②キャッシュ・フローの状況の分析・検討内容並びに資本の財源及び資金の流動性に係る情報
a.流動性及び資金の源泉
当連結会計年度のキャッシュ・フローの状況につきましては、「4.経営者による財政状態、経営成績及びキャッシュ・フローの状況の分析(1)経営成績等の状況の概要③キャッシュ・フローの状況」に記載のとおりであります。
b.資金需要
当社グループの運転資金需要の主要なものは、売上の増加によるもの、仕入債務の支払いと売上債権の回収のサイト差から発生するもの、棚卸資産の増加によるものであります。その他、業務提携先への貸付けによるもの、業容の拡大及び管理体制の充実による人件費の増加をはじめとした販売費及び一般管理費も資金需要増加要因の一つであります。
c.財務政策
当社グループにおける増加運転資金につきましては、自己資金及び金融機関からの借入金により資金調達することとしております。短期運転資金の調達に関しましては、取引銀行6行と総額291億2百万円の当座貸越契約及びコミットメントライン契約を締結しており、安定的且つ機動的な資金調達を行える体制を整えております。
③重要な会計上の見積り及び当該見積りに用いた仮定
当社グループの連結財務諸表は、わが国において一般に公正妥当と認められている会計基準に基づき作成されております。この連結財務諸表の作成に当たりまして、決算日における資産・負債の報告数値、報告期間における収益・費用の報告数値に与える見積りについては、過去の実績等を勘案し、合理的に判断しております。
当社グループは、特に次の重要な会計方針が財務諸表作成における重要な見積りの判断に多くの影響を及ぼすと考えております。
a.収益の認識
売上高は、顧客からの注文書に基づき商品を出荷した時点で計上しております。なお、一部機械装置等においては顧客の検収時に売上を計上しております。
b.貸倒引当金
将来発生する顧客の支払不能額に備えるため一般債権に対しては過去の貸倒実績率を使用し、貸倒懸念のある顧客に対しては個別に回収不能額について見積り、貸倒引当金を計上しております。ただし、顧客の財務状態が悪化し、その支払能力が低下した場合、引当金の追加計上または貸倒損失が発生する可能性があります。
c.繰延税金資産
繰延税金資産の計上は、将来の利益計画に基づいた課税所得が十分に確保できること、また繰延税金資産の資産性があることを慎重に判断したうえで計上しております。繰延税金資産の回収可能性は、将来の課税所得の見積りに依存しますので、その見積り額が減少した場合は繰延税金資産が減額され、税金費用が計上される可能性があります。
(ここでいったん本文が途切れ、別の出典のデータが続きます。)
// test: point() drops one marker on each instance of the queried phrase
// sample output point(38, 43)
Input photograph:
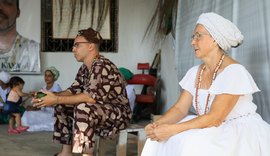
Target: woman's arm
point(177, 112)
point(64, 97)
point(221, 107)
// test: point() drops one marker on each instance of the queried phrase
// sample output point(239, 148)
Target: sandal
point(22, 128)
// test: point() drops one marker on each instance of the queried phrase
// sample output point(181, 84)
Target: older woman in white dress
point(43, 120)
point(220, 90)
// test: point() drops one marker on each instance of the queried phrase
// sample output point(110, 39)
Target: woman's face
point(81, 48)
point(49, 77)
point(202, 42)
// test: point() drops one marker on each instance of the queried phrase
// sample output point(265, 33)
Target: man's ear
point(91, 46)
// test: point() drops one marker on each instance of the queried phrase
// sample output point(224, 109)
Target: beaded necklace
point(199, 85)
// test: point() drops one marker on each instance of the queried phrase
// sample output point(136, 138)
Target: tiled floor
point(40, 144)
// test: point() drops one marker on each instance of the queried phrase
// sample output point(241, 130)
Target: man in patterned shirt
point(97, 98)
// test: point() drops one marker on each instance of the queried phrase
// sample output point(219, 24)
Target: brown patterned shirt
point(103, 82)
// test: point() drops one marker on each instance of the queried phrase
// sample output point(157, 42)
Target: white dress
point(41, 120)
point(243, 133)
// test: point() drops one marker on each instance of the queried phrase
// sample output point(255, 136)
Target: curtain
point(251, 18)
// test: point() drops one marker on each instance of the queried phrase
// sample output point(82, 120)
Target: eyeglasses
point(76, 45)
point(197, 36)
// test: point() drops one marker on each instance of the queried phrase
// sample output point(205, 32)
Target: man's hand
point(48, 100)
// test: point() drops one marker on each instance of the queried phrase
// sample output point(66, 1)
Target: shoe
point(13, 131)
point(22, 128)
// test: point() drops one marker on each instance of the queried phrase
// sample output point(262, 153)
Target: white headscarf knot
point(224, 32)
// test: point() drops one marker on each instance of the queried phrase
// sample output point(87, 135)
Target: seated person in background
point(45, 119)
point(4, 87)
point(14, 100)
point(4, 90)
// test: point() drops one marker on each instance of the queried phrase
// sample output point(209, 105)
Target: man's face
point(8, 15)
point(81, 48)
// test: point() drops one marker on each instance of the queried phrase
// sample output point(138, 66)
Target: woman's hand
point(149, 131)
point(48, 100)
point(160, 132)
point(165, 131)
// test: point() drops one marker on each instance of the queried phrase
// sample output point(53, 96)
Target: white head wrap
point(54, 71)
point(224, 32)
point(4, 76)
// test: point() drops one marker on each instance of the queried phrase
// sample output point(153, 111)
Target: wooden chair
point(145, 101)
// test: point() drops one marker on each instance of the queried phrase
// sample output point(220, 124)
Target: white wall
point(134, 16)
point(170, 87)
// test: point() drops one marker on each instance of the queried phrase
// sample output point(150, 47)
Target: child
point(14, 100)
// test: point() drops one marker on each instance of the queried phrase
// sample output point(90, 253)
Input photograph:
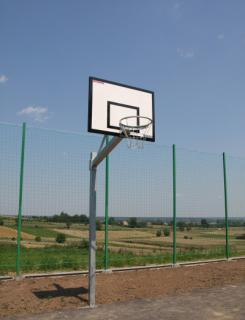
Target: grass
point(73, 257)
point(40, 231)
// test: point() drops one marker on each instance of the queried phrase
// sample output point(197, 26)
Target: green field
point(127, 246)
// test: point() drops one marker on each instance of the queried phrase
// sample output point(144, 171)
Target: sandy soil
point(56, 293)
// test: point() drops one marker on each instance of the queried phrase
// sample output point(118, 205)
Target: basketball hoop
point(135, 129)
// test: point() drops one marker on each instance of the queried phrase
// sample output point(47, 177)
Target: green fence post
point(227, 245)
point(20, 198)
point(174, 204)
point(106, 254)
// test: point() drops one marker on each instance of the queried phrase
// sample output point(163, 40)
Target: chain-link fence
point(152, 207)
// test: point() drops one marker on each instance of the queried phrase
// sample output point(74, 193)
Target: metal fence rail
point(157, 205)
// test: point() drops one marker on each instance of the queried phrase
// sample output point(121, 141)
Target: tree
point(181, 225)
point(204, 223)
point(132, 222)
point(60, 238)
point(111, 221)
point(158, 233)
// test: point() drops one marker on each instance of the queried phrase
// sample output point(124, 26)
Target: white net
point(136, 130)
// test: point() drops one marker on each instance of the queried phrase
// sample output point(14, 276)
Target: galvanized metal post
point(22, 159)
point(106, 256)
point(92, 232)
point(227, 244)
point(174, 203)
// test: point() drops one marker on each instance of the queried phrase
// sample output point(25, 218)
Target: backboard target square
point(109, 102)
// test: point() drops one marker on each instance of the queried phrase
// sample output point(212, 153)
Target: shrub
point(60, 238)
point(98, 224)
point(166, 232)
point(241, 237)
point(158, 233)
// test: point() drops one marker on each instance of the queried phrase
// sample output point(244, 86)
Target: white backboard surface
point(109, 102)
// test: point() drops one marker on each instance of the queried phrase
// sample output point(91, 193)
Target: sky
point(190, 53)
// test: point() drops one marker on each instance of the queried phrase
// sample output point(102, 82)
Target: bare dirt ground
point(40, 295)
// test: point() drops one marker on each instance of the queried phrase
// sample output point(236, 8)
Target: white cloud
point(38, 114)
point(220, 36)
point(3, 78)
point(187, 54)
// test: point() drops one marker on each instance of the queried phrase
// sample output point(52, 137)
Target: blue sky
point(191, 53)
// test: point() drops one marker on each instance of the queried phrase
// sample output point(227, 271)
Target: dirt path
point(202, 304)
point(56, 293)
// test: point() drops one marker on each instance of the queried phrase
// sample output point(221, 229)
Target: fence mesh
point(55, 213)
point(236, 205)
point(200, 203)
point(10, 142)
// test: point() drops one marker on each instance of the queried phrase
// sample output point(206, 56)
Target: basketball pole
point(95, 160)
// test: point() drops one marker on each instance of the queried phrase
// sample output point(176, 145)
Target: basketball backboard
point(109, 102)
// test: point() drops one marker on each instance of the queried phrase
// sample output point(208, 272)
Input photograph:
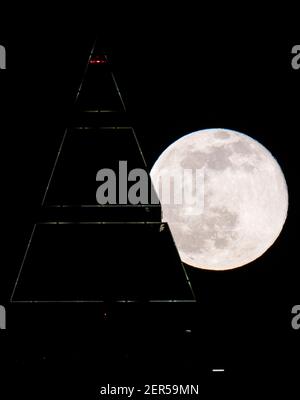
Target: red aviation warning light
point(98, 60)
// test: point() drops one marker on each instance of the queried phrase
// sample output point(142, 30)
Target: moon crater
point(245, 198)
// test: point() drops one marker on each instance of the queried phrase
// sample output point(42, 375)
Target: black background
point(176, 76)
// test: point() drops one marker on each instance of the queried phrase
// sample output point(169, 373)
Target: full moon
point(244, 198)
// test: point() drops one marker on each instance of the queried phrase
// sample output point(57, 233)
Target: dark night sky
point(174, 80)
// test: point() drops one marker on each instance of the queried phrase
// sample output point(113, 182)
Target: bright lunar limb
point(245, 198)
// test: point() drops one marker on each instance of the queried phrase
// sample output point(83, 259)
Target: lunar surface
point(244, 198)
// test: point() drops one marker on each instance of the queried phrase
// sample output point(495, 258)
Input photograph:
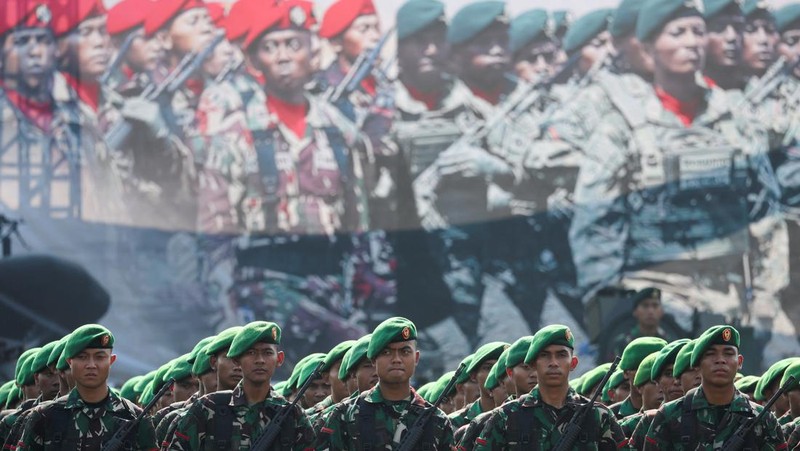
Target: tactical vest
point(369, 435)
point(688, 192)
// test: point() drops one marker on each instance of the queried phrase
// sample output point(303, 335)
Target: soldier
point(717, 408)
point(250, 406)
point(725, 23)
point(632, 357)
point(90, 415)
point(531, 419)
point(382, 416)
point(479, 369)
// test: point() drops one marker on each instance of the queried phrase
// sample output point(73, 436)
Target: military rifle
point(266, 439)
point(415, 432)
point(575, 426)
point(118, 439)
point(736, 442)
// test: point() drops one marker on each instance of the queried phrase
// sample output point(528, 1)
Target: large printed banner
point(478, 167)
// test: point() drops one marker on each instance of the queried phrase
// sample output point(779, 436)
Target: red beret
point(166, 11)
point(24, 13)
point(281, 16)
point(341, 14)
point(127, 15)
point(68, 14)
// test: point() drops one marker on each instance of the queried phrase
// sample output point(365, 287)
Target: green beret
point(638, 349)
point(751, 7)
point(747, 384)
point(222, 341)
point(354, 356)
point(88, 336)
point(554, 334)
point(518, 350)
point(337, 353)
point(42, 358)
point(416, 15)
point(683, 360)
point(586, 28)
point(714, 7)
point(199, 348)
point(489, 351)
point(252, 333)
point(787, 16)
point(644, 373)
point(470, 20)
point(667, 356)
point(593, 377)
point(773, 375)
point(528, 27)
point(127, 390)
point(392, 330)
point(624, 19)
point(22, 372)
point(791, 370)
point(657, 13)
point(716, 335)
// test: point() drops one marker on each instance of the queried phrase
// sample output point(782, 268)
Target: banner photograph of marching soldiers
point(370, 195)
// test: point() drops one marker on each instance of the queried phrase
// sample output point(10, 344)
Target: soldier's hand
point(146, 113)
point(471, 161)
④経営方針・経営戦略、経営上の目標の達成状況を判断するための客観的な指標等
経営上の目標の達成状況を判断するための客観的な指標である中期経営計画の目標値の達成状況は以下の通りです。
| 指標 | 2024年5月期 | 2025年5月期 (初年度) | 2026年5月期 (次年度) | 2027年5月期 (最終年度) |
| 実績値 | 実績値 | 予想値 | 目標値 | |
| 連結売上高(千円) | 38,899,784 | 98,176,390 | 100,000,000 | 100,000,000 |
| 連結営業利益(千円) | 1,591,688 | 2,148,296 | 2,000,000 | 3,000,000 |
| ROE(%) | 8.9 | 11.3 | - | 10.0 |
各指標の2025年5月期の実績につきましては、自動車分野の半導体販売増加、民生分野、産業機器分野における受注増加により、前期比で連結売上高、連結営業利益ともに増加しました。2025年5月期を初年度とする中期経営計画につきましては、2027年5月期において売上高1,000億円、営業利益30億円、ROE10%以上の維持・向上を目標として掲げております。